Programming

Research Project Speeds Process for Converting Programs to Multicore

• By Dian Schaffhauser
• 11/10/16

A team of researchers has come up with a technique that lets people describe what their single-core programs are supposed to do in somewhat general terms, and then it automatically generates a version of the program optimized to run on multicore chips. The benefit is that the new version of the program will generate the same results but faster.

"Bellmania," as the technique is called, is described in a paper recently presented at the ACM SPLASH 2016 event, the Association of Computing Machinery's conference on Systems, Programming, Languages and Applications: Software for Humanity. The researchers come from MIT's Computer Science and Artificial Intelligence Laboratory and Stony Brook University.

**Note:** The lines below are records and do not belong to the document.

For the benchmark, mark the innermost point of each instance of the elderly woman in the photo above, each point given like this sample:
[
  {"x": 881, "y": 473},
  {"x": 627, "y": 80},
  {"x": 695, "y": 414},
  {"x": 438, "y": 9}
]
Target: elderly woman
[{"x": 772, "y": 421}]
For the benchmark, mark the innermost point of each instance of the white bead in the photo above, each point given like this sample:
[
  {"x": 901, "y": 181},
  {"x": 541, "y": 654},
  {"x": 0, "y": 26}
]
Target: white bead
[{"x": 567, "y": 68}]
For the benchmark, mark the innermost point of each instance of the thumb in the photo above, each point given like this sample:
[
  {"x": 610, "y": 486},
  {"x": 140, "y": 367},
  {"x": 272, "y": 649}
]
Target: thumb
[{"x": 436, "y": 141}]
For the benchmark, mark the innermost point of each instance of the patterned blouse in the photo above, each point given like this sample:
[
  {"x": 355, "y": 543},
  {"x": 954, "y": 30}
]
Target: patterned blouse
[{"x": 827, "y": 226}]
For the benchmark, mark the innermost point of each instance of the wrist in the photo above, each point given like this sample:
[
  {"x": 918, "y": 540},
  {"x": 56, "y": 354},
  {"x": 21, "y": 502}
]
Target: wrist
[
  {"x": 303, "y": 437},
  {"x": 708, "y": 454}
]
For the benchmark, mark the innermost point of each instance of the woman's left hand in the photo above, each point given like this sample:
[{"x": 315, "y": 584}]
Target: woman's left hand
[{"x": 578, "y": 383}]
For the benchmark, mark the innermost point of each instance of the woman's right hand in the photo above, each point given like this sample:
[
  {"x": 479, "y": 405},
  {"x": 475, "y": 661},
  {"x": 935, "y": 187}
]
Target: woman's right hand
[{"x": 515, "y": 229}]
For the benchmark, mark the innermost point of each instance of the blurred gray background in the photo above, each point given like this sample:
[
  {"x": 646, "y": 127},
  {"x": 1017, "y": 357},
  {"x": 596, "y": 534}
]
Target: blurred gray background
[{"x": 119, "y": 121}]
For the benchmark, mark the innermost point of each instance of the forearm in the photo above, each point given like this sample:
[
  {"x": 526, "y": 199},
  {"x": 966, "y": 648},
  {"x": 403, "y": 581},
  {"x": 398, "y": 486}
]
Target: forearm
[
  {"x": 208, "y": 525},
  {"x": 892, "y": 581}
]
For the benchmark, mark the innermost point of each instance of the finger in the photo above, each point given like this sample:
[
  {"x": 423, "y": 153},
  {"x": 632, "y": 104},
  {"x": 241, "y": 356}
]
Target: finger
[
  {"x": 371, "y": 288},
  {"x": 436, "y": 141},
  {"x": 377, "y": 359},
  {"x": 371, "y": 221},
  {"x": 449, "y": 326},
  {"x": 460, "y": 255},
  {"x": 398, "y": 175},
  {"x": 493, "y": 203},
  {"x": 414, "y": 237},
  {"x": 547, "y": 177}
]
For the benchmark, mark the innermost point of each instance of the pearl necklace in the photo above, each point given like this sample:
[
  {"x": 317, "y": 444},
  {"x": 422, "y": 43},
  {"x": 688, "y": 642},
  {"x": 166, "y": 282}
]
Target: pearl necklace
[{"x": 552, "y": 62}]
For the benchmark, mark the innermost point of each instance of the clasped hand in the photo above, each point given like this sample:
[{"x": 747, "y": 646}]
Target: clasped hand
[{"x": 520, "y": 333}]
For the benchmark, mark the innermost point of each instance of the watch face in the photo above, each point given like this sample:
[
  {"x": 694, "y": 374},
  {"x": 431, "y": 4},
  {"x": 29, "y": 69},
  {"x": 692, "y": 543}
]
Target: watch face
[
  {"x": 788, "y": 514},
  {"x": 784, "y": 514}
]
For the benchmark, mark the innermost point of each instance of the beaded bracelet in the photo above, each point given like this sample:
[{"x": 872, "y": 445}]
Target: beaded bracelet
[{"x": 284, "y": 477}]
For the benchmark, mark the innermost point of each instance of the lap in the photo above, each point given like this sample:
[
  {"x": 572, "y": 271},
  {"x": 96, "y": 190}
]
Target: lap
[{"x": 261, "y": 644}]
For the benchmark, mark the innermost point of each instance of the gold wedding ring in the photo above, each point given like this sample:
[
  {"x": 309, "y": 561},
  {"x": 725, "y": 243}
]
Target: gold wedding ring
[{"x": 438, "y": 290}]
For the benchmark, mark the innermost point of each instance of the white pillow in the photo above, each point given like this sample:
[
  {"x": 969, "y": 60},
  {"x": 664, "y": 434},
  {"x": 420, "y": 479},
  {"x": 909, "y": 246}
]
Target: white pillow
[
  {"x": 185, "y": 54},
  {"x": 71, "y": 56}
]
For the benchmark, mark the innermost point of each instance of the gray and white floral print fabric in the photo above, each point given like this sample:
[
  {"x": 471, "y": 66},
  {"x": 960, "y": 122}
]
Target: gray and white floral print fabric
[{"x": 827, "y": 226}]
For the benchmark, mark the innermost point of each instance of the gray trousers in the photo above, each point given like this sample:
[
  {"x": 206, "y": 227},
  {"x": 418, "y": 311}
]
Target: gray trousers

Multicore computing speeds up programming by splitting up tasks and handing them off to multiple CPUs or cores for processing, storing and reusing results of computations rather than having to re-compute them each time they're needed. Traditionally, the splitting up is done by "hand"; computer scientists manually figure out how to "parallelize" programs.

Bellmania's basic concept is to break a given problem into smaller and smaller subproblems with "recursive divide and conquer." The researcher who needs to run the problem or algorithm describes the first step of the process — how the problem is to be divided in a first go-around and what procedures are to be applied to the resulting segments — and Bellmania figures out how to continue the division in a way that optimizes memory usage.

At each level of the recursion Bellmania will perform an operation on some segment of the matrix and then "outsource" the rest of the work to the subroutines, which can run in parallel. Each subroutine will in turn perform an operation on a segment of the data and hand off remaining work to further subroutines.

"The goal is to arrange the memory accesses such that when you read a cell [of the matrix], you do as much computation as you can with it, so that you will not have to read it again later," said Shachar Itzhaky, first author on the paper and a post-doctoral student in electrical engineering and computer science at MIT, in an article about the project.

Bellmania's magic is in determining how best to manage that handoff by figuring out how much data should be processed at each level and which subroutines will be needed as the program progresses. That parallelization process takes about 15 minutes per algorithm — which is much faster than any human programmer could do the work. As the paper noted, "The resulting implementations are 1.4–46 [times] faster than the original versions and within 2 [percent] to 60 percent of a high-performance hand-crafted implementation."